Paris, Texas.
Après les épisodes texans de Southern Belle (2017) et Ghost Song (2021), plongés au contact de personnages border dans un état américain que la frontière obsède, Nicolas Peduzzi est de retour en France. Il n'a rien perdu de sa capacité à conduire un « suivi documentaire ». Dans ses deux premiers longs métrages, on retrouvait certains visages d'un film à l'autre. À l'hôpital Beaujon, il poursuit son exploration des états limites au contact des patients et surtout d'un médecin : Jamal, seul psychiatre de l'établissement. À peine a-t-on fait sa connaissance que démarre un contre-la-montre. Objectif : écouter les patients en souffrance, et résister à la pression d'un hôpital public qui ne va guère mieux. On se demande d'ailleurs si cet Etat Limite est celui d'une institution au bord de l'implosion, de malades à la dérive, ou la dénonciation globale d'un Etat qui aurait depuis longtemps cessé d'être providentiel. En suivant les pas de ce soignant en blouse-blanche-basket, on plonge au cœur d'un réacteur. Jamal ouvre les portes, d'étage en étage, et on sent bien qu'il aide à trouver la distance : la caméra pénètre dans la chambre, reste à la porte ou se retire. Peduzzi rythme les visites, accentuant la pression à l'aide d'une bande-son techno. À l'image, il intercale de splendides photos en noir et blanc, prises par sa mère, ancienne reporter de guerre.

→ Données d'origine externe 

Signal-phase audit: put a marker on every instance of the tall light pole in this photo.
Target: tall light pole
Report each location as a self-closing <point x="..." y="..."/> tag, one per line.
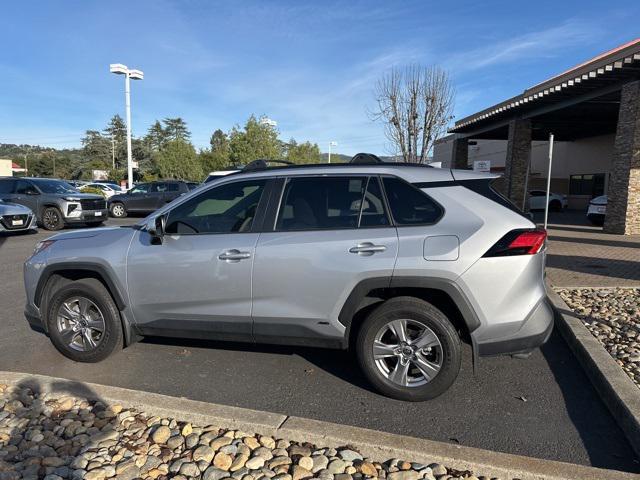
<point x="129" y="74"/>
<point x="331" y="144"/>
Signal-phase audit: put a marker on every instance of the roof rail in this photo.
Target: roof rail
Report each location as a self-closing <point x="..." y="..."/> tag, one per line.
<point x="365" y="158"/>
<point x="262" y="164"/>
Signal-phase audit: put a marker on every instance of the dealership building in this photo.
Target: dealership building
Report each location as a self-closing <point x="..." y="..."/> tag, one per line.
<point x="593" y="111"/>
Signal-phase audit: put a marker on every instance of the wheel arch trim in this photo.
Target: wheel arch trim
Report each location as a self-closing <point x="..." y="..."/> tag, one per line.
<point x="100" y="270"/>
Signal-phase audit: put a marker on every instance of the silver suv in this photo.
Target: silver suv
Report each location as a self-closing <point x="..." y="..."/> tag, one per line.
<point x="400" y="263"/>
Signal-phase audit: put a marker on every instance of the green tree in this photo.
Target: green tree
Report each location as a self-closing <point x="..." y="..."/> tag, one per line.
<point x="217" y="156"/>
<point x="257" y="140"/>
<point x="96" y="147"/>
<point x="177" y="159"/>
<point x="176" y="129"/>
<point x="116" y="135"/>
<point x="299" y="153"/>
<point x="156" y="137"/>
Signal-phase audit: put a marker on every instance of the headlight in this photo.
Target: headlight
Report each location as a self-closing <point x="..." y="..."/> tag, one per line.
<point x="43" y="245"/>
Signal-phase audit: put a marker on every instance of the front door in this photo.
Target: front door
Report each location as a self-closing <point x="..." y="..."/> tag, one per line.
<point x="25" y="193"/>
<point x="197" y="282"/>
<point x="138" y="197"/>
<point x="331" y="233"/>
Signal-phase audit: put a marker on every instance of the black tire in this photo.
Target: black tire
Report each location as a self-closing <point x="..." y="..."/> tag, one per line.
<point x="118" y="210"/>
<point x="52" y="219"/>
<point x="93" y="290"/>
<point x="422" y="313"/>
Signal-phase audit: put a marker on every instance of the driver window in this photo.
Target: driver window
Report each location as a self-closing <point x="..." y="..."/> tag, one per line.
<point x="229" y="208"/>
<point x="24" y="188"/>
<point x="143" y="188"/>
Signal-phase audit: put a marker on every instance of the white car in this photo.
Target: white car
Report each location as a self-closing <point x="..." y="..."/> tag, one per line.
<point x="537" y="198"/>
<point x="597" y="210"/>
<point x="108" y="189"/>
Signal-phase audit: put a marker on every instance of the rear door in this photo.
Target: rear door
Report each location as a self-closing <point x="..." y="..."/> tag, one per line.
<point x="324" y="236"/>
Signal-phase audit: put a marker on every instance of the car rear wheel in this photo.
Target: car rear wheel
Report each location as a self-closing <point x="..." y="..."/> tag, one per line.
<point x="52" y="219"/>
<point x="409" y="350"/>
<point x="118" y="210"/>
<point x="83" y="321"/>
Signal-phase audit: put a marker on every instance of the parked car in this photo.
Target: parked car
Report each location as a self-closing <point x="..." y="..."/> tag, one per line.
<point x="76" y="183"/>
<point x="146" y="197"/>
<point x="16" y="218"/>
<point x="537" y="200"/>
<point x="400" y="262"/>
<point x="54" y="202"/>
<point x="108" y="189"/>
<point x="597" y="210"/>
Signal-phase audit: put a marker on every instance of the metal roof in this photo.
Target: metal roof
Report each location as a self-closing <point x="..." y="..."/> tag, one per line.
<point x="609" y="69"/>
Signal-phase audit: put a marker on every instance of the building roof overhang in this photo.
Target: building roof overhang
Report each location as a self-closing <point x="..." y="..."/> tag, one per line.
<point x="589" y="88"/>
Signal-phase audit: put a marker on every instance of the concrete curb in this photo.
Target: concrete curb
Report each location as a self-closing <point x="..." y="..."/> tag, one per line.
<point x="374" y="444"/>
<point x="617" y="390"/>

Loin de n'être qu'une bombe à retardement, État limite ausculte aussi patiemment les échanges, de consultations en pauses clopes. Au détour d'un escalier de service, on entend la souffrance de ceux qui soignent. « Ce qu'on fait là, c'est une métaphore de la société », et quand ils se livrent à l'oreille de leur collègue ce sont aussi des mots adressés à la caméra de Nicolas, qui trouveront écho dans nos salles. Jamal lui-même nous parle directement. Au terme du film, il assène : « la journée est finie, enfin… pour vous ». Et le tic-tac reprend.